Can hospices keep PACE with end-of-life care?
Can hospices keep PACE with end-of-life care?
Some experts say the two approaches can coexist
If you haven’t heard about PACE yet, you will soon. The Program of All-inclusive Care for the Elderly (PACE) is a health care delivery model that is growing rapidly, thanks to a provision in the Balanced Budget Act of 1997 giving it permanent provider status. Increasing numbers of hospices will find themselves working with PACE programs, or in some cases, part of a PACE program.
"PACE’s philosophy is very much in line with what we believe in terms of being able to work with individuals in their homes and helping them to remain independent with dignity as long as possible," says Terrye Bradley, MSW, director of community programs for The Hospice of the Florida Suncoast in Largo, FL.
Bradley recently contacted the National PACE Association in San Francisco to obtain more information about the model. The hospice is looking for the best method to serve its population, which could mean collaborating with a PACE program if one were started in the Tampa-St. Petersburg area, Bradley says.
PACE is an alternative medical model that provides frail elderly people with an array of health services, all under one umbrella. Medicare and Medicaid pay many PACE programs on a capitated basis, meaning the programs receive a set amount of money per month per enrollee in exchange for providing all of the necessary hospitalization, medical- surgical, long-term, hospice, home health, rehabilitation, and day care services. (See story on how PACE was started, p. 30.)

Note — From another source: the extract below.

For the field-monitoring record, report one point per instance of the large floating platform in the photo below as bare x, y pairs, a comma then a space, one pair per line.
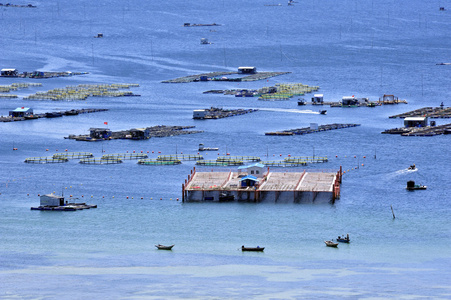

"PACE is essentially a hybrid between an insurer and provider," says Judy Baskins, RN, vice president of geriatric services at Columbia, S C-based Palmetto Richland Memorial Hospital, which has a PACE program called Palmetto SeniorCare. Baskins also is the president of the National PACE Association.
The PACE delivery system is built around the concept of a day center, but it’s more extensive, with its own community of providers. "It’s a nursing home without walls," Baskins explains.
"You bring the individual into a day center during the day, and they receive physician services, occupational therapy, physical therapy, skilled nursing care, and social activities," she says. "It provides respite for families and meets a whole variety of medical, health, and social needs."
PACE targets chronically ill
When the patient’s care becomes more medically complex, the PACE team may include more of a home care component. Since PACE programs work with people who are typically 80 years or older and frail, these programs make end-of-life care a priority.
"PACE truly embraces the concepts of hospice better than any other aspects of the health care system," Baskins says. "However, our focus is not just on the immediate end of life, but on the several years prior to the end of life."
PACE works with chronic, long-term disease processes. PACE patients may include those with Alzheimer’s, hypertension, cardiovascular disease, diabetes, and end-stage renal disease. They are not the typical cancer patients, as is often the case in hospice care, Baskins says.
"The target markets are patients who would receive long-term institutionalized care," she explains. "A subset of the population does have cancer, but it’s not the top disease that we provide care for."
About 11% of PACE patients die each year, says Ellen Tishman, RN, MPH, executive director of the National PACE Association. "We’re not a substitute for hospice in any way, but a number of the folks we work with are at the very end stages of their lives."
When patients reach the last weeks of their lives, PACE may contract with hospices to provide skilled nursing visits, but the PACE providers continue to manage the patient’s care, Baskins says.
"PACE does provide hospice care, and we found it unfair to take away all of the other PACE care just because patients become predictably terminal," she adds.
For example, PACE typically provides a dying patient with homemaker services, and physician and nurse practitioner home visits. PACE pro-viders also tend to dying patients’ emotional care. Social workers are intimately involved and provide follow-up care for caregivers and family members after the patient’s death. PACE also provides support groups for caregivers and families.
The PACE model’s fairly recent move into mainstream provider status echoes what happened with the hospice concept within the past 20 years, experts note.
"The closest parallel is when hospice moved out of home health and became a separate provider," Baskins says.
Hospices and PACE programs could form partnerships in a couple of different ways, Tishman suggests. Those include:
• A PACE program could contract with a hospice provider for hospice care, and PACE would pay for the patient’s care rather than have the hospice bill Medicare on a fee-for-service basis.
• Hospices and PACE programs could have an informal sharing of intellectual property around end-of-life issues, referral, and training.